Reporters on the Job
• Lost in Translation : Staff writer Ben Arnoldy says that during his reporting in Afghanistan, he noticed that at some point or another most Afghans will start to say, "We have a proverb...."
Ben says that whenever he hear this phrase, he smiles and prepares to spend a few moments lost in translation.
"I was sipping green tea with the former dean of the faculty of journalism at Kabul University, discussing whether one of the more risqué Afghan television stations had broken too many cultural taboos (page 1). 'There is a saying that whatever you throw down a salt mine, it will become salt,' he told me. As I mulled over whether salt was metaphorically good or bad, I heard him drop the phrases 'class society,' 'Marx,' and 'minerals," says Ben. "At that point, I knew I was doomed." After the interview, Ben's interpreter suggested that the proverb meant: "The only thing you'll ever get out of a salt mine is salt."

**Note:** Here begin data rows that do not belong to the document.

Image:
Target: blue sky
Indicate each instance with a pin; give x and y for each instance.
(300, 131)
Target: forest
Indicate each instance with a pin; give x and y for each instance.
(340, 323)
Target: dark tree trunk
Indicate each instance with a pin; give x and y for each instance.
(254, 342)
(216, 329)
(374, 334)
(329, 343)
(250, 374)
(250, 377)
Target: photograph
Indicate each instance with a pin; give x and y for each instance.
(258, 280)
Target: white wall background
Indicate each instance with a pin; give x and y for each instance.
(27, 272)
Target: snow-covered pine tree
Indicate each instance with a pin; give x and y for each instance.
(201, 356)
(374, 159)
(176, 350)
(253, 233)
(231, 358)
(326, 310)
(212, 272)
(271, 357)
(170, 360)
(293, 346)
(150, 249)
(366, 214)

"I blinked a couple times back at him. 'So whatever you have in your mind, it will come out,' he explained. Hmmm. Sort of how the Ninth Commandment can lead to the Sixth, I guess," says Ben.

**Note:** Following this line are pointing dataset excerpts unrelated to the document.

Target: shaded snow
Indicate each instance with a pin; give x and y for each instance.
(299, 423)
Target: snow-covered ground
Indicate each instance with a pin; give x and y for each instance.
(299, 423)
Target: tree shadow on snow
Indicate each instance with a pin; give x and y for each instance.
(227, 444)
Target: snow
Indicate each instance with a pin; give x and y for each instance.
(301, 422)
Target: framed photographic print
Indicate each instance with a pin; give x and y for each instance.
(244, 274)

• Worth the Risk? To report today's story about a Colombian town trying to clear land mines from around it, reporter Rachel Van Dongen ventured down one of the roads often mined by leftist rebels (this page). "The Colombian Army clears the road, but everyone in the area says that rebels resew the mines as fast as the Army destroys them," she says. Local knowledge can help, so she hired the mayor's driver. "It was pouring rain, the radio was blaring, he was driving fast in order to get us back to Medellín by dark. Between rain, reckless driving, land mines, and rebel and Army roadblocks - we breathed a sigh of relief once we left Aquitania and hit the main road to Medellín," says Rachel.